My Favourite Holiday: Millie Kidd
Singer-songwriter and frontwoman of alt-rock band The Ninth Wave, Millie Kidd recounts an ominous moment on a family trip to Greenland
Coming to terms with the fact her children are now adults, my mum gets inventive with holiday destinations. One particular trip, she told us she was taking us somewhere we ‘couldn’t escape to the clubs’. This location didn’t even have main roads, let alone a nightlife: she was taking us to Greenland.
It was June, the maximum temperature was two degrees and the sun never went down. On an evening walk, we passed thousands of sled dogs chained to the ground. This was an unsettling sight for our Scottish eyes, but these dogs were the source of income for the village and dangerous if treated as pets (a local showed us scars on both of his arms from when his dogs turned against him after he attempted to domesticate them as puppies).
Tensions were brewing among the pack.

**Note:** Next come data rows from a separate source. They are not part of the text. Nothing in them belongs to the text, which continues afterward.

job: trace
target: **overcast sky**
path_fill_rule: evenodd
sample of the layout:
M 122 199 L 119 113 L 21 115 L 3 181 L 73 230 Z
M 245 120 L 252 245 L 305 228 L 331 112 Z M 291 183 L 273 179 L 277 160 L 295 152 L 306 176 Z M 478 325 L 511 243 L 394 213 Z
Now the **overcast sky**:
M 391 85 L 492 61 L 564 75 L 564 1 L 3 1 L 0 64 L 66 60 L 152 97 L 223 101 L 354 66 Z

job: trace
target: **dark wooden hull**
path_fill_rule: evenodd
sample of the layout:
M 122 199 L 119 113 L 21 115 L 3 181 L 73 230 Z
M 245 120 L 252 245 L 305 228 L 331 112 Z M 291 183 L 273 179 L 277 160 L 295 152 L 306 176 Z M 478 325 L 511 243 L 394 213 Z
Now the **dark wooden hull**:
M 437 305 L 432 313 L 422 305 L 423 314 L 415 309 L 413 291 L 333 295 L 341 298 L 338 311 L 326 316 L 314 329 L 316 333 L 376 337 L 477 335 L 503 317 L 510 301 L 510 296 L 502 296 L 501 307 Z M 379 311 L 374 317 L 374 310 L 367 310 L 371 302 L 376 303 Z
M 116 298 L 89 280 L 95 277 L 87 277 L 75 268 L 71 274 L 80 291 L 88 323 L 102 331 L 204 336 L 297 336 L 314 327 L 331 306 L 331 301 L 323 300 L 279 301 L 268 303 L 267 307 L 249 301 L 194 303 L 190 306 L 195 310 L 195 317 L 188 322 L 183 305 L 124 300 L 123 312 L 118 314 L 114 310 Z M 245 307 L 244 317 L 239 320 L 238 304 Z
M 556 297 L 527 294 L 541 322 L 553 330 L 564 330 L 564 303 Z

Food was scarce at this time of the year and, for the first time in weeks, the dogs were about to be fed. Slowly, then all at once, they created an otherworldly sound; a thousand screams of varying pitches and ferocities, only comparable to that of intense pain or terror. Trying to take in the moment whilst taking a piece home forever, I captured the harrowing audio surrounding me.
Returning to Glasgow, I had one track in particular (for my solo project Sin Clair) that was missing a window into another world, and from this holiday I had returned with the exact sound I didn’t know existed. Completely unforgettable and inimitable.